Gli scarafaggi "mutanti" che rifiutano lo zucchero (e il veleno)

Hanno gusti alimentari non dissimili da quelli umani, ma possono stare un mese senza mangiare e 45 minuti privi di respiro. Come se non bastasse, resistono alle radiazioni molto meglio di noi.

La parola “scarafaggi” si trova spesso accostata a “piaga”. Ma si tratta anche di un insetto dalle capacità evolutive sorprendenti.

Come mostrano i risultati di una ricerca della North Carolina State University, illustrati dall’entomologo Coby Schal: “In questo studio dimostriamo che alcuni scarafaggi hanno sviluppato un’avversione al glucosio. Abbiamo determinato i meccanismi neuronali che sottendono a questo comportamento. Sotto un profilo pratico, ciò ci dice che dobbiamo cambiare la composizione delle esche che utilizziamo per attirare gli scarafaggi”.

Le tradizionali trappole per blatte non sono, infatti, altro che zucchero misto a veleno. Gli entomologi dell’Università Statale della North Carolina ne hanno preparate due di diverso tipo. Una con della gelatina, l’altra con burro di arachidi, totalmente privo di glucosio. Gli scarafaggi “mutanti” hanno evitato accuratamente la prima.
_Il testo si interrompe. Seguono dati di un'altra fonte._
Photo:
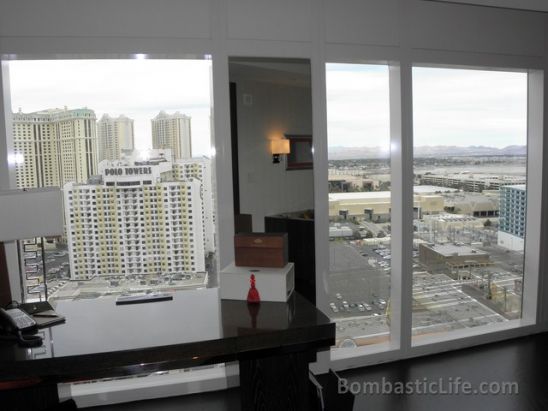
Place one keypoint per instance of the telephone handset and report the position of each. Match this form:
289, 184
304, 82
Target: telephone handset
16, 322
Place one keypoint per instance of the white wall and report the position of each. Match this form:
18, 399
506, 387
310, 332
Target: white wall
267, 188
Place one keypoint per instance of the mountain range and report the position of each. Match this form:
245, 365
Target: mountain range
354, 153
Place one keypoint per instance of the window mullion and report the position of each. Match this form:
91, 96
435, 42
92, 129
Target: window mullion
401, 141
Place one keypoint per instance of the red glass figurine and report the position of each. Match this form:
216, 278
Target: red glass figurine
253, 296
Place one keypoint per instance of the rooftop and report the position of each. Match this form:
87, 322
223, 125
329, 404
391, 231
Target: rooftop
455, 250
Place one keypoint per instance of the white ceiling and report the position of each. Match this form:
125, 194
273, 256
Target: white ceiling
538, 5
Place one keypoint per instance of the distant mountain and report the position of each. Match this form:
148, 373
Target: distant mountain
354, 153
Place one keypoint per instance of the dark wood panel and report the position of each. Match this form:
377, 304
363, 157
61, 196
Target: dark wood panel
262, 380
301, 251
5, 294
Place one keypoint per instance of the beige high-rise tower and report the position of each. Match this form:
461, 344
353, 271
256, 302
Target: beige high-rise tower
172, 131
55, 146
114, 136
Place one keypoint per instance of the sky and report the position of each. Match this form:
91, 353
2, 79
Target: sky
458, 107
138, 88
451, 106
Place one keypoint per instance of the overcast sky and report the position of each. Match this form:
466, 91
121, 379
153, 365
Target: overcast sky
451, 107
137, 88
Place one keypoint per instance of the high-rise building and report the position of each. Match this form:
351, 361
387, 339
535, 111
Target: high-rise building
114, 136
200, 169
56, 146
513, 211
172, 131
128, 220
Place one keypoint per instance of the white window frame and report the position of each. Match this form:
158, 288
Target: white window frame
400, 65
154, 386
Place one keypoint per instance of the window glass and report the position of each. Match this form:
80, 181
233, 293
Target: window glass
470, 157
359, 203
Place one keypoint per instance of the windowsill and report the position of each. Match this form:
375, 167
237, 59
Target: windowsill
345, 353
179, 382
419, 340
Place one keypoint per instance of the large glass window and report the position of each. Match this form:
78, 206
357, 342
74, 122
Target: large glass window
128, 142
358, 283
470, 156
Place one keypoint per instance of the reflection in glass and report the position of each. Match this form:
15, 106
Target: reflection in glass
470, 146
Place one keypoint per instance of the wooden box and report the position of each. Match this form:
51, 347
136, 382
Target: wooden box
273, 284
260, 250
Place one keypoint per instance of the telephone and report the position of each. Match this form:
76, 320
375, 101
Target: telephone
15, 322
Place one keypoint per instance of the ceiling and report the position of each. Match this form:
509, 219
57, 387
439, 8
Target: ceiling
537, 5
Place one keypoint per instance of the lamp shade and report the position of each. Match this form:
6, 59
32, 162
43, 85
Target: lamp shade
280, 146
31, 213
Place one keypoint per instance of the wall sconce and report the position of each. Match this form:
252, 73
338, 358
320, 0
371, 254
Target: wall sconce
277, 148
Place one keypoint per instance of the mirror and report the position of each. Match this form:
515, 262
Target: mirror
271, 99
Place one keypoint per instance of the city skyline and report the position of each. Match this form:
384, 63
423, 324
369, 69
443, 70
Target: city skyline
147, 86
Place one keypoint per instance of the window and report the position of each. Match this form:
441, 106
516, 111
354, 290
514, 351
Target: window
122, 111
470, 167
359, 203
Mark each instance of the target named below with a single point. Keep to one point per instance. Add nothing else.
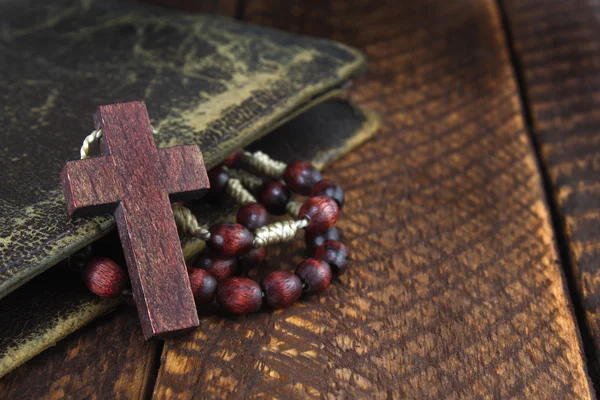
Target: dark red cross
(133, 180)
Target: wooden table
(473, 215)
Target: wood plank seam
(558, 225)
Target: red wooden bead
(233, 160)
(315, 275)
(314, 240)
(218, 178)
(104, 277)
(274, 196)
(252, 258)
(281, 289)
(329, 188)
(221, 267)
(253, 216)
(239, 295)
(230, 239)
(301, 176)
(204, 286)
(336, 254)
(322, 212)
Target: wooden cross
(133, 180)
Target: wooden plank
(54, 301)
(455, 290)
(558, 48)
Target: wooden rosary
(237, 247)
(135, 180)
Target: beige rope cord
(265, 164)
(187, 224)
(250, 182)
(278, 232)
(186, 221)
(293, 208)
(84, 152)
(236, 190)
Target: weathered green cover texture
(205, 79)
(57, 303)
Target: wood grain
(557, 44)
(30, 316)
(455, 290)
(136, 178)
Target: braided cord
(84, 152)
(236, 190)
(251, 182)
(187, 224)
(293, 208)
(87, 142)
(265, 164)
(278, 232)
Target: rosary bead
(314, 240)
(322, 212)
(204, 286)
(315, 275)
(218, 266)
(230, 239)
(281, 289)
(336, 254)
(239, 295)
(301, 176)
(104, 277)
(329, 188)
(252, 258)
(253, 216)
(218, 178)
(274, 196)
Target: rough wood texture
(557, 44)
(199, 76)
(136, 178)
(455, 290)
(54, 304)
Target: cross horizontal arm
(89, 186)
(184, 173)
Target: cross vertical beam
(134, 178)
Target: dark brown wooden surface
(557, 44)
(136, 178)
(456, 290)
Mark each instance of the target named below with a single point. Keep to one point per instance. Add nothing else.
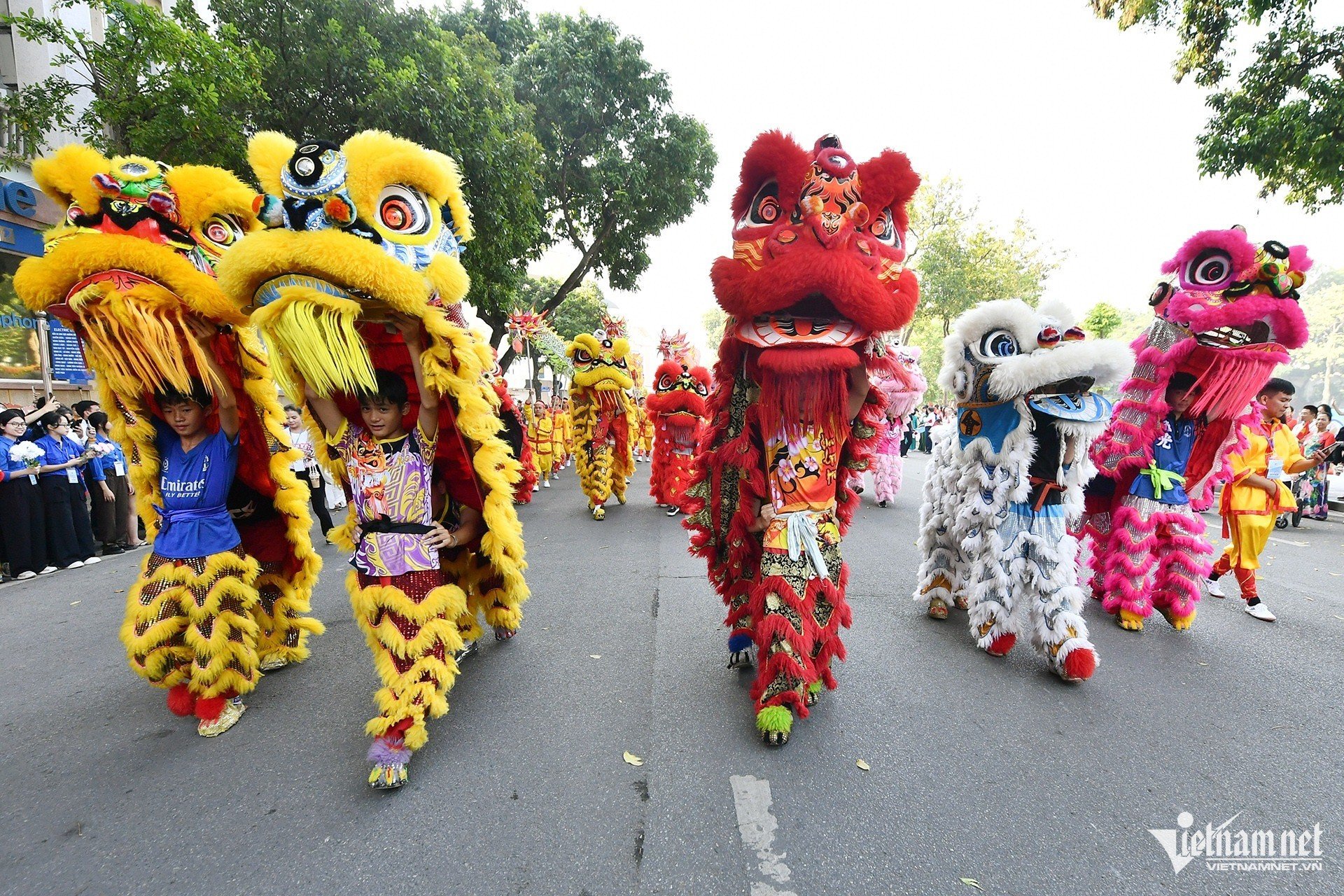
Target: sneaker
(1260, 612)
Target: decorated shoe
(391, 763)
(227, 718)
(774, 724)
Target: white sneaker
(1261, 612)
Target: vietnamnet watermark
(1226, 848)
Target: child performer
(190, 620)
(401, 603)
(1257, 493)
“Siamo – ha spiegato ancora Schal – in guerra con gli scarafaggi praticamente da quando l’uomo esiste. Gli scarafaggi sono in guerra con le piante da milioni di anni. Questa, per loro, è solo una delle tante battaglie. Sembrerebbe che la stiano vincendo, sviluppando quest’avversione al glucosio, ma l’industria risponderà sviluppando prodotti appositi”.

Il glucosio è stato utilizzato nelle trappole negli ultimi 30 anni. Ciò dimostra che l’evoluzione delle blatte è particolarmente rapida. E, se al momento ancora non sono riusciti a diventare resistenti all’insetticida, hanno quantomeno imparato a evitare ciò che lo contiene, e di cui andavano ghiotte.